Unabhängige Abschiebebeobachter an den Flughäfen bestätigten, dass in der gesamten Pandemiezeit Abschiebungen stattgefunden haben, selbst zu dem Zeitpunkt als es Reisebeschränkungen gab. Besonders krass fiel es bei Afghanistan auf. Neben Krieg, Gewalt und Armut liegt bis heute die Infektions- und Krankheitsrate relativ hoch, die Dunkelziffer ist wegen der nur äußerst eingeschränkten Testmöglichkeiten noch viel höher, sodass Afghanistan zum Notstandsgebiert durch die WHO ausgerufen wurde. Trotzdem wurden solange dorthin noch Menschen zurückgeschickt, bis die Regierung von Afghanistan die Grenze dicht gemacht hat. Sie konnte aber dem massiven Drohungen, Gelder zu kürzen und dem politischen Druck der EU-Bürokratie nicht standhalten, für abgeschobene Personen ihre Grenzen wieder zu öffnen. Einige Länder- und die Bundesregierung nutzten die Gelegenheit wieder Abschiebeflüge nach Afghanistan zu organisieren. Erst der massive öffentliche Protest hat sie letzten Montag davon abgehalten, den Flug durchzuführen. 

Freiheit und Solidarität!

Unter dem Label des Infektions- und Gesundheitsschutzes werden heimlich weitere Einschränkungen für die Bewohner:innen der Lager und Massenunterkünfte beschlossen und organisiert, anstatt die Bedingungen für die Infektionsausbreitung zu bekämpfen. Das einzig sinnvolle wäre die Auflösung dieser Lager. 

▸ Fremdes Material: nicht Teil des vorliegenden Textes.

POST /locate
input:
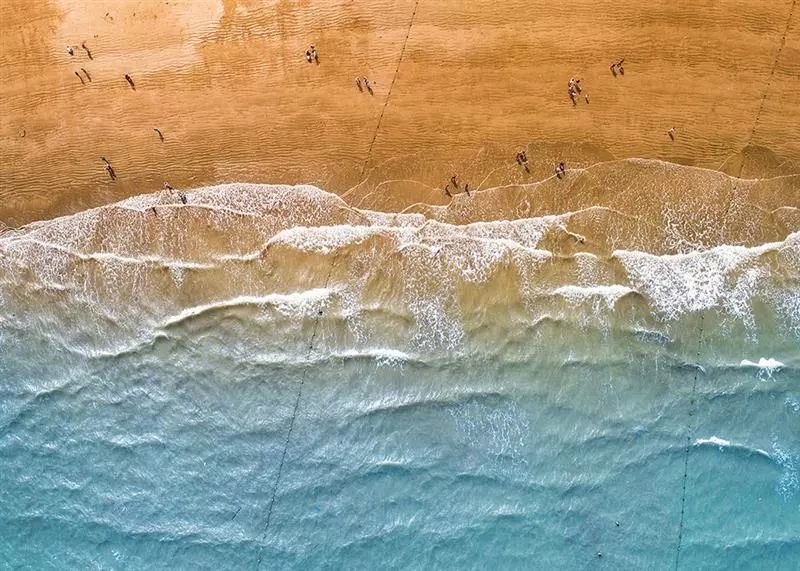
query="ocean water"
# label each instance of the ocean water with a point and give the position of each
(265, 377)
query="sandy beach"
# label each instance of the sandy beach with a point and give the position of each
(458, 89)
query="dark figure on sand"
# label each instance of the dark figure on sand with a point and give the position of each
(108, 168)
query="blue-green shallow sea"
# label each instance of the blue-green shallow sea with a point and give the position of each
(490, 405)
(168, 458)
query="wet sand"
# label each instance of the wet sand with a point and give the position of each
(458, 88)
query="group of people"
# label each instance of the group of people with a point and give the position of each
(311, 54)
(367, 84)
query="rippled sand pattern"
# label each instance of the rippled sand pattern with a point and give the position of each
(227, 84)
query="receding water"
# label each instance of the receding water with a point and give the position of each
(402, 396)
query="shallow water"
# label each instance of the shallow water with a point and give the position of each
(286, 382)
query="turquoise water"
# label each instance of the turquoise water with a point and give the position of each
(587, 424)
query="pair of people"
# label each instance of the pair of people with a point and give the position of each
(311, 53)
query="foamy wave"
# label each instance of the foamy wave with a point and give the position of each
(725, 276)
(287, 304)
(766, 367)
(724, 444)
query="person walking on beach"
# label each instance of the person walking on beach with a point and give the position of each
(108, 168)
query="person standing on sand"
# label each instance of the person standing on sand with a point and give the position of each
(108, 168)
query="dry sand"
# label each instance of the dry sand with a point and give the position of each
(458, 87)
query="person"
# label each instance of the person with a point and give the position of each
(108, 168)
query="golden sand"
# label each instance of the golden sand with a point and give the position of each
(459, 87)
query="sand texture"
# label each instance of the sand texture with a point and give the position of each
(458, 87)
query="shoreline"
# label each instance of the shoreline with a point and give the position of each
(236, 100)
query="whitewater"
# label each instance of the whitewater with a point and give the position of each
(267, 377)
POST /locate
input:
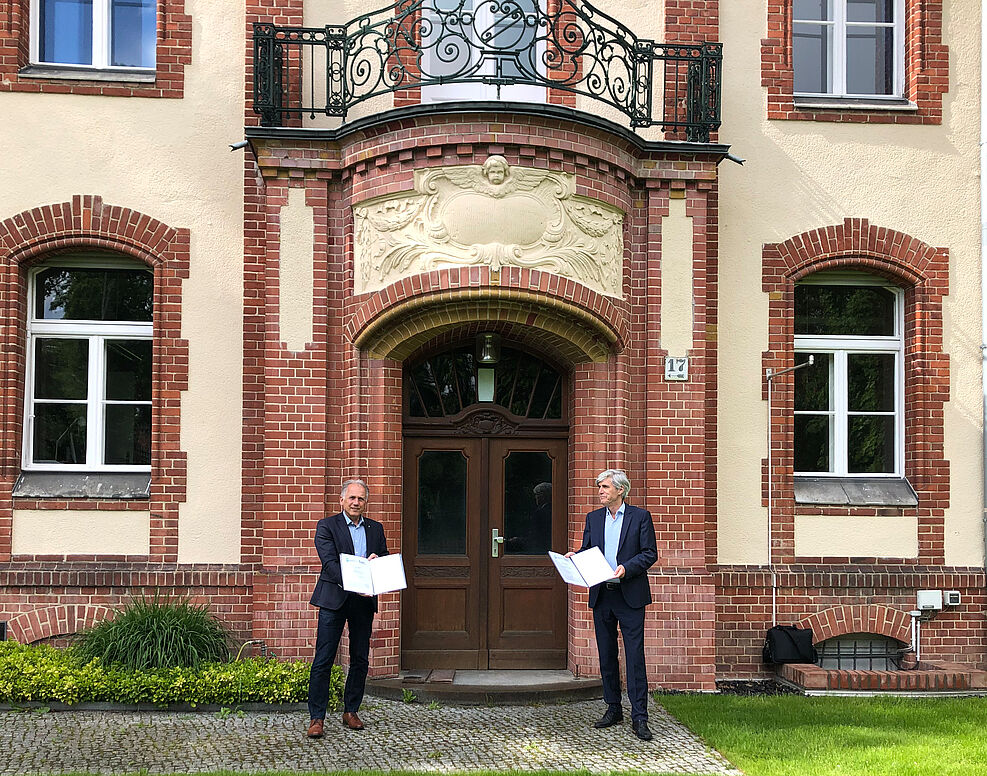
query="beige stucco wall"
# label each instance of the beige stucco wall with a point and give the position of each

Wir müssen uns gegen diese Tendenzen des Ausschlusses, der Isolation, der Abschottung, der Verknappung und der Kontrolle bis hin zur Auhöhlung der allgemeinen Grundrechte widersetzen!

Wir müssen uns konsequent schützend vor vulnerable Personen stellen!

Schutz und Solidarität für marginalisierte Gruppen bedeutet auch immer den Schutz der Freiheit für uns alle!